Suis ce qui est à ton goût et rien de plus. Ne croît rien d’autre que ton goût, tu es la vie, et la vie est celle qu’on choisit. Ce que tu n’aimes pas, ne le regarde pas, ça ne sert à rien. Tu es le seul critère, mais regarde un peu de tout ce que font les autres. Tu apprends, et quand tu as une photo vraiment bonne, tu l’agrandis et tu fais une petite exposition, ou un petit livre que tu envoies à l’impression et avec ça tu commences à établir les bases, en les montrant tu te rends compte de ce qu’elles sont, selon si tu les vois face aux autres, comme tu le sens.

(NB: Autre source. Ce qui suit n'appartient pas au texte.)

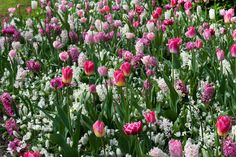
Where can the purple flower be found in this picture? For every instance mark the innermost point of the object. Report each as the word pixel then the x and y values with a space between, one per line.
pixel 74 54
pixel 33 66
pixel 6 100
pixel 73 37
pixel 207 94
pixel 229 148
pixel 56 83
pixel 11 126
pixel 175 148
pixel 181 88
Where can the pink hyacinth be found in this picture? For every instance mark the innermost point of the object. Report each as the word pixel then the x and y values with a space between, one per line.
pixel 174 44
pixel 233 50
pixel 132 128
pixel 207 94
pixel 150 116
pixel 6 100
pixel 56 83
pixel 11 126
pixel 229 147
pixel 191 32
pixel 175 148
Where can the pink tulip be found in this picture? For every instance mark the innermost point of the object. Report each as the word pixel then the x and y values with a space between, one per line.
pixel 223 125
pixel 191 32
pixel 102 71
pixel 157 13
pixel 119 78
pixel 132 128
pixel 150 116
pixel 32 154
pixel 234 35
pixel 12 54
pixel 208 93
pixel 92 88
pixel 175 148
pixel 126 68
pixel 188 5
pixel 174 44
pixel 56 83
pixel 67 74
pixel 220 54
pixel 233 50
pixel 99 128
pixel 89 68
pixel 198 44
pixel 64 56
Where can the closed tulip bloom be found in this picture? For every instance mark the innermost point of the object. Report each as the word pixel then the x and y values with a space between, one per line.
pixel 89 68
pixel 56 83
pixel 175 148
pixel 207 93
pixel 150 116
pixel 119 78
pixel 64 56
pixel 126 68
pixel 233 50
pixel 102 71
pixel 174 44
pixel 223 125
pixel 67 74
pixel 99 128
pixel 32 154
pixel 220 54
pixel 191 32
pixel 34 4
pixel 212 14
pixel 132 128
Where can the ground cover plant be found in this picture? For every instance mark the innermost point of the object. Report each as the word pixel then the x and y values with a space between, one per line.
pixel 118 78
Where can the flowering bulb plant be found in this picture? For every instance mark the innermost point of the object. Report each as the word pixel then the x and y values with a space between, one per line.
pixel 118 78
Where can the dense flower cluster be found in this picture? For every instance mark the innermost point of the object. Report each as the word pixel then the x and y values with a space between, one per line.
pixel 118 78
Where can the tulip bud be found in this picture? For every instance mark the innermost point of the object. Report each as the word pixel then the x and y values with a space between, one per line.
pixel 99 128
pixel 223 125
pixel 150 116
pixel 34 5
pixel 32 154
pixel 119 78
pixel 233 50
pixel 126 68
pixel 67 74
pixel 212 14
pixel 89 68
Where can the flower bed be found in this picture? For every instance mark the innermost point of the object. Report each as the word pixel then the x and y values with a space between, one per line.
pixel 118 78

Faire une exposition c’est donner quelque chose, comme donner à manger, c’est bien pour les autres qu’on leur montre quelque chose fait avec labeur et plaisir. Ce n’est pas pour faire le malin, cela fait du bien, c’est sain pour tout le monde et à toi ça te fait du bien car c’est une sorte d’examen.
Bon, avec tout ça tu as de quoi commencer. C’est beaucoup d’errance, c’est souvent être assis sous un arbre, dans n’importe quel endroit. C’est un voyage seul dans l’univers. On recommence à regarder, le monde conventionnel est comme un paravent, et il faut en sortir pendant la période de photographie.”